Eve opened the truck door. All humor and teasing she’d had in her for the man behind the wheel was gone. The blush at her cheeks had already cooled before the cold outside met her.

“If I’m right, I’ll explain everything,” she said skirting his retort. “Until then, can you trust me?”

She formed it as a question but didn’t wait for an answer. Eve shut the door before he could respond. She was crossing the line again, she was sure. A detective was asking her valid and reasonable questions.

And she was telling him all hands inside the cart until the ride has come to a complete stop.

Even if he hadn’t been the law, it was asking a lot given the situation.

What could she do but go forward?

Darius, at least, didn’t fight her on it. He walked around the hood of the truck and fixed his belt. In between Eve sneaking back out of his window and across the side yard to his truck and him leaving the house, he had put himself into a good pair of jeans and a gray-and-black bomber jacket. Along with his height, it created a look of casual but potent intimidation.

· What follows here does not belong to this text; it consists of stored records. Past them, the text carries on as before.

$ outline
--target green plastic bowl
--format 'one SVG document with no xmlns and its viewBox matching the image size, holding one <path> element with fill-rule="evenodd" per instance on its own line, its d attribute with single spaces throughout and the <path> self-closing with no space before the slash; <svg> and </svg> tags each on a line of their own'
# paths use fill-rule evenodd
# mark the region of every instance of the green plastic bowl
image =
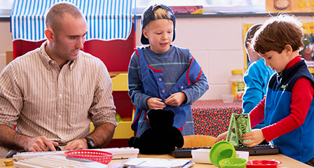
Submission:
<svg viewBox="0 0 314 168">
<path fill-rule="evenodd" d="M 210 148 L 210 162 L 217 167 L 219 167 L 220 160 L 233 158 L 236 158 L 235 149 L 233 145 L 228 141 L 219 141 L 214 144 Z"/>
<path fill-rule="evenodd" d="M 243 158 L 226 158 L 219 161 L 221 168 L 245 168 L 247 160 Z"/>
</svg>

That went double when his voice ground out low.

“Let’s go, then.”

The gate wasn’t anything to speak of, and the same went for any security cameras or guards in the area. Darius commented on it as he nudged the gate open with his shoulder and motioned her through.

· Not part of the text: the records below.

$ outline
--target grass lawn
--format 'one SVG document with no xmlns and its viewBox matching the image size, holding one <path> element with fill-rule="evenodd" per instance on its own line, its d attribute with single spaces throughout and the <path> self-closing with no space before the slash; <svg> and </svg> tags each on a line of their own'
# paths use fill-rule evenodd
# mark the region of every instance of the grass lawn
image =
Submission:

“Theo used to work here part-time in the cafeteria and said the new management cares as much as the old crew about keeping the back quarter guarded.”

“So they don’t care at all either.”

He nodded.

“No reason to waste money watching nothing,” he said. “Honestly, I’m surprised they haven’t shut this entire section down. Or at least demolished it to build something else here. The new company that took it over seems to have more than enough funds to do it.”

So she had been right after all. Her off-the-cuff story about the residence halls had stayed true even after she had left town.

“Dad used to hate staying in them during his long shifts,” she said. “He said he imagined it was like being in a college dorm, but instead of a bunch of guys goofing around and having fun in their gym shorts, the men’s residence hall was filled with grouchy men in sweaty coveralls. And they always stole his lunch out of the fridge.”